After 10 partitions, we’ll proceed to 20 and then 100 and finally 1,000 partitions each processing a single chunk of 1,000 records. 

From the results we could see that the first increment to two partitions nearly cut the elapsed time in half (137 seconds down from 272).  Moving to 10 threads cut the time to not quite 1/10 of the single threaded version (32 seconds instead of 27).  But 20 partitions almost cut the time in half from 10 partitions (down to 17 seconds).  But our gains began to max out as going to 100 partitions didn’t even cut the time from 20 partitions in half (about 10 seconds).  Why is that?

Most likely it is because the server can’t spin up 100 threads very fast and instead just re-used existing threads to process different partitions sequentially.  And when we moved to 1000 partitions the step actually took longer than with just 20 (23 seconds).

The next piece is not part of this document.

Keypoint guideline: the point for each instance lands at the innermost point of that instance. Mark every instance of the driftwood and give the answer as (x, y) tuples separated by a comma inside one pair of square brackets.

I should point out that these experiments were run on a dedicated LPAR.  Nothing else was running on this OS image, nothing else was touching DB2.  The system I was running on was a z14 with 20 GPs.  Clearly a real-world test would involve some contention for resources and affect the results.

Nevertheless, it seems quite clear that, when possible, the use of partitions can dramatically reduce elapsed time for a step.